Er wartete, bis die feisten Hände sich nicht mehr bewegten, und schwieg auch dann noch. Der Mann hob die Arme und breitete sie aus.
»Lass dir Zeit«, sagte er freundlich, doch Adrian spürte die unterschwellige Bosheit.
»Die Kugel ist gar nicht mehr unter den Bechern.«
Sie starrten einander einen Augenblick lang an, dann begann der Mann herzhaft zu lachen.
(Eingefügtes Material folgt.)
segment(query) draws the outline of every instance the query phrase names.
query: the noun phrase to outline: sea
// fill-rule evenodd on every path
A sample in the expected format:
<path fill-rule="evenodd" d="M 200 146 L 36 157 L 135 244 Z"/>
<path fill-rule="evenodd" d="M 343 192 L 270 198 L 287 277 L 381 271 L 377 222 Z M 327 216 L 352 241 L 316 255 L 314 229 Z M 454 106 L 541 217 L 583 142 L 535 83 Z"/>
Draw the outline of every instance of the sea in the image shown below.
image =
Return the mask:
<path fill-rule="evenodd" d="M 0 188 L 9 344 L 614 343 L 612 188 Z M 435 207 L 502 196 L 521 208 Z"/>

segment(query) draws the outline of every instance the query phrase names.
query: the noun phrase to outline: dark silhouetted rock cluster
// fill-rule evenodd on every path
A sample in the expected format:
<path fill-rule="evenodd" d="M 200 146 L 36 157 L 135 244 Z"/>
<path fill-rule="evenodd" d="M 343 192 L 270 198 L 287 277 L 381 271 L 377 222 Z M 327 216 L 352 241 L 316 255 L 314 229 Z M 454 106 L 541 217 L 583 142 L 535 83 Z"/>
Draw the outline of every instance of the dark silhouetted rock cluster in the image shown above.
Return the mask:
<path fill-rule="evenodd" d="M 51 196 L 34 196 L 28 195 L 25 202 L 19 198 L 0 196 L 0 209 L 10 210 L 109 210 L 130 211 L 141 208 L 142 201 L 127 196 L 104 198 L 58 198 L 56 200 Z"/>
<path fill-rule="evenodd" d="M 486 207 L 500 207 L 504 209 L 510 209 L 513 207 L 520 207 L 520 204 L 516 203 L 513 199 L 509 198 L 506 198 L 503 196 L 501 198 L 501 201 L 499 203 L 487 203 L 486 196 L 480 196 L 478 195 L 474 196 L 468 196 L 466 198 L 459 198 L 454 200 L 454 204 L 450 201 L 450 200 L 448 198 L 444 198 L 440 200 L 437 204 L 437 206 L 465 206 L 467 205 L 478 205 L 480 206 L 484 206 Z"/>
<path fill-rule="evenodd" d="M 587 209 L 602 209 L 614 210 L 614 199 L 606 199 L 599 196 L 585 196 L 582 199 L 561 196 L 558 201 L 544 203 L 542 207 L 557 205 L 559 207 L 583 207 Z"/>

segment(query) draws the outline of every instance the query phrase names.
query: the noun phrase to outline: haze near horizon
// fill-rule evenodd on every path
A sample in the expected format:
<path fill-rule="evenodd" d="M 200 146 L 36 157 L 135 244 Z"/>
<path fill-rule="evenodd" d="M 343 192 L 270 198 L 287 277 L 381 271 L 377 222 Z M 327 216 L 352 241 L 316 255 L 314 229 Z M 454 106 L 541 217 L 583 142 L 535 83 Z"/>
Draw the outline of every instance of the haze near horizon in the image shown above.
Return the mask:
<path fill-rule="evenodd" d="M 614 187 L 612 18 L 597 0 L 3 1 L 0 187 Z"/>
»Wo sollte sie denn sonst sein, junger Mann? All diese braven Leute hier können bestätigen, dass ich die Becher nicht vom Tisch abgehoben habe. Nein, ich habe meinen Teil der Wette gehalten!« Er klang leutselig, doch seine Augen blickten kalt. »Wähle einen Becher.«
Adrian tastete mit seinen Gedanken nach der Holzkugel. Da war sie: Sie lag unter dem Tisch im Gras. Er drehte sich zu den Zuschauern um, die unruhig geworden waren und dem Schausteller Recht gaben.
»Der Mann lügt!«, rief er. »Seht unter den Bechern nach. Der Tisch hat ein Loch.«
Elsa trat auf den Tisch zu, wurde allerdings von einer stämmigen Frau mit wütendem Gesicht beiseitegeschoben, in der Adrian eine frühere Kundin des Schaustellers erkannte.
»Das will ich sehen!«, keifte sie, und bevor der Schausteller sie daran hindern konnte, hatte sie schon alle drei Becher umgeworfen. »Alle leer!«, rief sie. »Ich will mein Geld zurück, bitte schön!«
Der Mann begann mit ihr zu streiten. Eine andere Frau packte unterdessen den Stoff, mit dem der Stand verkleidet war, und riss ihn ab. Die verschwundene Kugel lag deutlich sichtbar auf dem Boden unter dem Tisch. Die Zuschauer begannen empört zu brüllen und drängelten nach vorn und der Schausteller rannte weg, so schnell ihn seine Beine trugen.
Elsa packte Adrian am Arm. »Wir müssen sofort von hier verschwinden«, sagte sie und zog ihn über den Marktplatz.
»Aber nicht da lang«, sagte er. »Verstecken wir uns lieber in der Kirche.«
Sie rannten zur Kirche, doch die Tür war abgesperrt. Fluchend rannte Adrian um die Kirche herum. Elsa folgte ihm. Er eilte auf den Stall des Abts zu, in dem sie die Nacht verbracht hatten.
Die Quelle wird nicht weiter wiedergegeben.